After the angry caller hung up, the host said, “Do you realize that everyone who ate Broccoli in the 18th Century died?”
A flood of angry callers lined up to yell at the host and defend the healthy qualities of broccoli. This is what happens when we don’t listen and allow our emotions to take over our reason.
Of course, everyone who ate anything in the 18th century died! It was an excellent social experiment to show how irrational we can become.
Quite often we allow this kind of ridiculous behavior to destroy our relationships. When we are talking to people we love, we must never forget who they are and , if we must, remove ourselves from the situation to settle down so that we do not say something that cannot be remedied.
True love means that we always focus on the other person, instead of ourselves (1 Corinthians 13:4-8a).
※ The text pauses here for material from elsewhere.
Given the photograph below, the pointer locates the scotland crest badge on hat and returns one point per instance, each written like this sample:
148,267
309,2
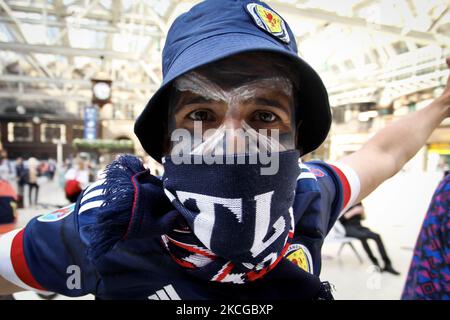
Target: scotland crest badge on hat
269,21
Otherwise, we get wrapped up in our emotions and can burn up everything around us.
“Even so the tongue is a little member and boasts great things. See how great a forest a little fire kindles! And the tongue is a fire, a world of iniquity. The tongue is so set among our members that it defiles the whole body, and sets on fire the course of nature; and it is set on fire by hell” (James 3:5-6).
We must never lose ourselves to anger or we might lose our souls, in the process.